Last, the ownership structure of private equity firms is also heterogenous. The eight leaders I spoke with oversee organizations that are owned privately (Bain Capital, HarbourVest, and Thoma Bravo), are traded publicly (Carlyle Group and Eurazeo), recently went public through a special purpose acquisition company (Blue Owl), are partially minority owned through a private equity fund (Blue Owl, Providence Equity, and Vista), or are partially owned with a quiet partner (Stone Point). The different structures inevitably come with astute explanations as to why each master chose that path, more often than not stemming from varying views of ownership and transition.

But the external extension of these ownership models is an indication that the industry is evolving. Each founder has achieved multigenerational financial success and has deeply considered succession plans. The touchy subject of transference of equity is handled quite differently depending on the beliefs of the leaders and the cultures of the organizations they have built. Some no doubt will be more successful than others.

Investment strategies also evolve, while still staying true to the legacy of each firm’s original approach. Bain Capital’s operational focus, with its roots in Bain Consulting, has now been extended from private equity to all alternative-asset classes. Thoma Bravo remains concentrated in technology and enterprise software, but changes in the industry have led it to shift from seeking stable cash cows to choosing growth-oriented companies. HarbourVest started as a private equity fund of funds and today has as much money in coinvestments and secondaries as it does in primary partnership investments.

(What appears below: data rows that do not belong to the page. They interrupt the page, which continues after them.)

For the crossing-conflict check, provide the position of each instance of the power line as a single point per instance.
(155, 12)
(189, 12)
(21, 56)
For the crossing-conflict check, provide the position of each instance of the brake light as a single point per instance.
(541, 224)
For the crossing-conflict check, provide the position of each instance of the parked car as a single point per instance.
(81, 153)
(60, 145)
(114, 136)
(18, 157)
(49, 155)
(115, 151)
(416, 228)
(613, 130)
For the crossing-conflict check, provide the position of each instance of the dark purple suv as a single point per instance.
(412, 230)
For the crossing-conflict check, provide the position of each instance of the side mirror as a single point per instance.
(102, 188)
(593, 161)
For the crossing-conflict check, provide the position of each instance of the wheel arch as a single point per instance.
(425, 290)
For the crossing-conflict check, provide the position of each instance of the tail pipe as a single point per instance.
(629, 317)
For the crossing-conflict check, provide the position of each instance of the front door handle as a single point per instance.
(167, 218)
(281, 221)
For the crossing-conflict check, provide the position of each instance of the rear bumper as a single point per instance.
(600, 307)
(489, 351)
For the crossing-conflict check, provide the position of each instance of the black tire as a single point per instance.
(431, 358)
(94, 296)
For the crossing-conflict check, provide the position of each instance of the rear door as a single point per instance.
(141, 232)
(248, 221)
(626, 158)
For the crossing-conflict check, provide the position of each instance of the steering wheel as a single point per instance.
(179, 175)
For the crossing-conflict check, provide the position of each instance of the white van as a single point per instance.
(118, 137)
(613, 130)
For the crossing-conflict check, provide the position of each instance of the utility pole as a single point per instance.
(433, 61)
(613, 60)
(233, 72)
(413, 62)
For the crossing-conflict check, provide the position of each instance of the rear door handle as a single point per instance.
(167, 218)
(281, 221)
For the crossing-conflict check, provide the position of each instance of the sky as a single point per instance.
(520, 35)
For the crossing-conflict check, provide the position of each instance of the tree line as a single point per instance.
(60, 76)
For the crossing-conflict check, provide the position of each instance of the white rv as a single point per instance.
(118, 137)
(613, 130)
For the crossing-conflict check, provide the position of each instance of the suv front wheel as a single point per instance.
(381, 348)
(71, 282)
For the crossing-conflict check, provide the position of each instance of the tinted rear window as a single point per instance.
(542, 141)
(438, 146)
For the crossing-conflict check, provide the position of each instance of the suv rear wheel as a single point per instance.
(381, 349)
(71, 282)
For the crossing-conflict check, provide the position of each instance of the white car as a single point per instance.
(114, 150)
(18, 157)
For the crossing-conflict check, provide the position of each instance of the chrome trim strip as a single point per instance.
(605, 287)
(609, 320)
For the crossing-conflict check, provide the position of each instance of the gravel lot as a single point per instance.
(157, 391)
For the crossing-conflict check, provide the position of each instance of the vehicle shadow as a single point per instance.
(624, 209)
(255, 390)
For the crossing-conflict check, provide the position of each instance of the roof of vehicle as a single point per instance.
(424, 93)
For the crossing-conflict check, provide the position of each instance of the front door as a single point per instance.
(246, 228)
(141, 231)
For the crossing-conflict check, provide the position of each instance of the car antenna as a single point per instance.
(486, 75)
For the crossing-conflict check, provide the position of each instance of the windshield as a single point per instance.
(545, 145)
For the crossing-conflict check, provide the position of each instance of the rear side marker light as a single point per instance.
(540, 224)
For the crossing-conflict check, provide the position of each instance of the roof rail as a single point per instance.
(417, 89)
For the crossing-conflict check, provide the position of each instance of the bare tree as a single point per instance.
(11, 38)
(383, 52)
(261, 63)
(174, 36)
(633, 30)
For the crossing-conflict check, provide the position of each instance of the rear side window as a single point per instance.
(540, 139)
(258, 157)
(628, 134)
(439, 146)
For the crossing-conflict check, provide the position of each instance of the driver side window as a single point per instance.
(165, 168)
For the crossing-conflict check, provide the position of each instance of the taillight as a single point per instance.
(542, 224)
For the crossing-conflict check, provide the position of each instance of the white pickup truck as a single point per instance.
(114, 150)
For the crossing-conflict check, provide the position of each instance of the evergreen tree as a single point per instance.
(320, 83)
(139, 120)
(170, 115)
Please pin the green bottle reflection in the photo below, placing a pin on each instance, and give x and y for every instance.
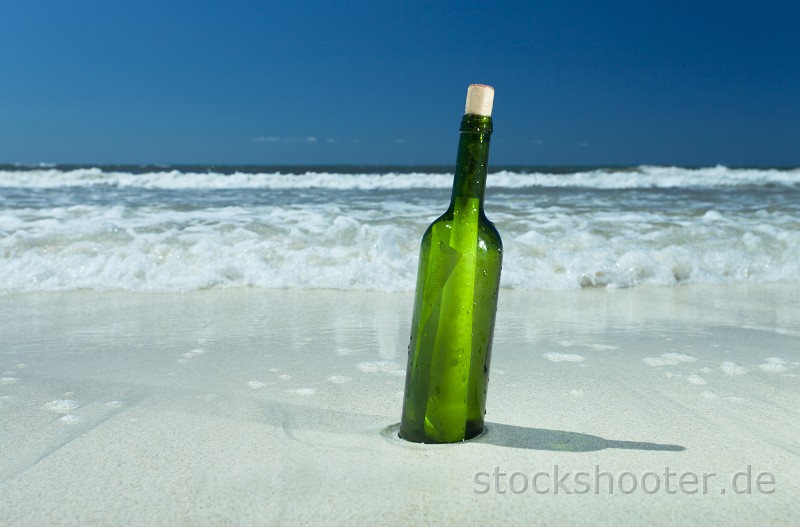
(456, 299)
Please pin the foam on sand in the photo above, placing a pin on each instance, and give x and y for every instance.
(104, 413)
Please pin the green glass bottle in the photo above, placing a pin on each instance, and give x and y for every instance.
(456, 298)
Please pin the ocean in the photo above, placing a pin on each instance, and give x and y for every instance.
(181, 228)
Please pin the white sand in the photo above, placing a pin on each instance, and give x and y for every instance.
(257, 407)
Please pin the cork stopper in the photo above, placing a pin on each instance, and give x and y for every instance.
(479, 100)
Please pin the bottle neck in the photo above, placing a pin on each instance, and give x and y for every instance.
(473, 159)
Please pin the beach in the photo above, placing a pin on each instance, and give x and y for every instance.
(251, 406)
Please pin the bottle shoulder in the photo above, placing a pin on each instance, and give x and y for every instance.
(443, 226)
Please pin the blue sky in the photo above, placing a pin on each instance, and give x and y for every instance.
(383, 82)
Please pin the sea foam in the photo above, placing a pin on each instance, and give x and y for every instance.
(88, 228)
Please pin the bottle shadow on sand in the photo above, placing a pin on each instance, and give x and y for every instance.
(295, 419)
(512, 436)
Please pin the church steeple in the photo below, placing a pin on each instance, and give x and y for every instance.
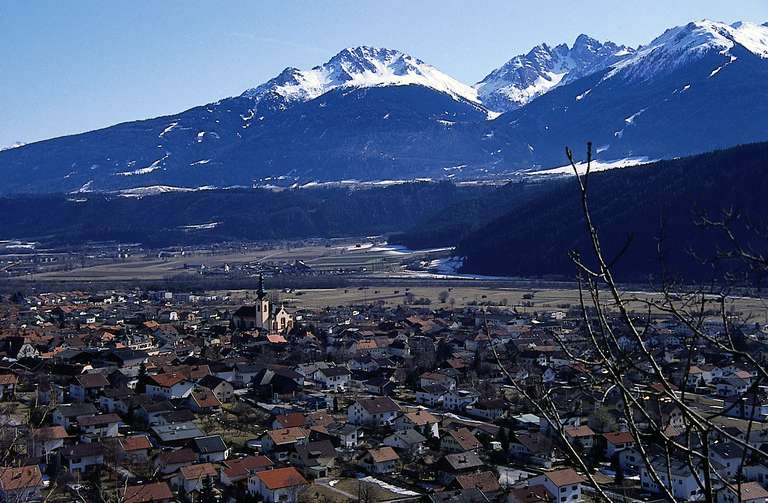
(260, 293)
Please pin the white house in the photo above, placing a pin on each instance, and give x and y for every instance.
(333, 378)
(168, 386)
(378, 411)
(459, 399)
(563, 485)
(282, 485)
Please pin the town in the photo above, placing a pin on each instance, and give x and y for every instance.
(157, 396)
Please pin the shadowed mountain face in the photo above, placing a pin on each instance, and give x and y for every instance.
(373, 114)
(648, 205)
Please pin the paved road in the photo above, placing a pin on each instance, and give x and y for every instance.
(326, 483)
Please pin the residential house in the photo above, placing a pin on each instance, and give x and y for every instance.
(87, 387)
(82, 457)
(190, 478)
(8, 384)
(460, 440)
(490, 410)
(281, 442)
(99, 425)
(459, 399)
(158, 492)
(746, 492)
(617, 441)
(381, 461)
(221, 388)
(432, 395)
(46, 441)
(21, 484)
(377, 411)
(422, 421)
(134, 449)
(333, 378)
(314, 459)
(237, 471)
(170, 461)
(168, 386)
(562, 485)
(210, 449)
(281, 485)
(409, 441)
(65, 415)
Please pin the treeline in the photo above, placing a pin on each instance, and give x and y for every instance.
(226, 215)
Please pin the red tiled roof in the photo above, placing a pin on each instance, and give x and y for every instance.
(465, 439)
(146, 493)
(239, 468)
(564, 477)
(287, 435)
(6, 379)
(383, 454)
(98, 419)
(135, 443)
(487, 482)
(619, 437)
(20, 478)
(50, 433)
(167, 380)
(197, 472)
(281, 477)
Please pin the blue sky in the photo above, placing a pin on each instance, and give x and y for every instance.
(73, 66)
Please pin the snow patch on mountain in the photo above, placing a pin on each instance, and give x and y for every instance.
(360, 67)
(581, 167)
(683, 44)
(13, 145)
(149, 169)
(526, 77)
(154, 190)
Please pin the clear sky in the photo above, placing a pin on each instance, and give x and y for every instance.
(71, 66)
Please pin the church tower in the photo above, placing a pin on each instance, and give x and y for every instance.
(264, 311)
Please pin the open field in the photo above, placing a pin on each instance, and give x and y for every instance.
(543, 300)
(362, 257)
(374, 273)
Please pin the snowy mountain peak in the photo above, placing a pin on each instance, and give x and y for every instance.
(360, 67)
(683, 44)
(525, 77)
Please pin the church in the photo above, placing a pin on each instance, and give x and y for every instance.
(263, 315)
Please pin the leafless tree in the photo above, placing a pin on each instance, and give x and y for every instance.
(624, 362)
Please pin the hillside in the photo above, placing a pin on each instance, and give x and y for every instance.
(534, 239)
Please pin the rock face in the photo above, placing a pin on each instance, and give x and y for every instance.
(377, 114)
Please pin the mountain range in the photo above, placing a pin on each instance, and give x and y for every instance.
(377, 114)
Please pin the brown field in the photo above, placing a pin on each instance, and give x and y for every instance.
(544, 300)
(320, 258)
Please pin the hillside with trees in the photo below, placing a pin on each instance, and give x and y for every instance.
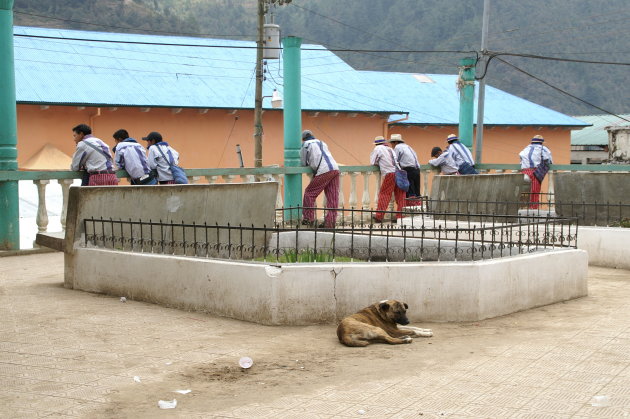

What is apparent from my conversations is the depth of insight and experience these private equity leaders bring to their craft. Across the board, they are deep thinkers about investing, knowledgeable about businesses, charismatic in expression, and passionate about their craft. The variety of models in the industry and macroeconomic tailwinds might give the appearance that a rising tide lifted all boats independent of the skill of the captains, but listening to these success stories left me with the impression that they are all expert sailors navigating crashing waves.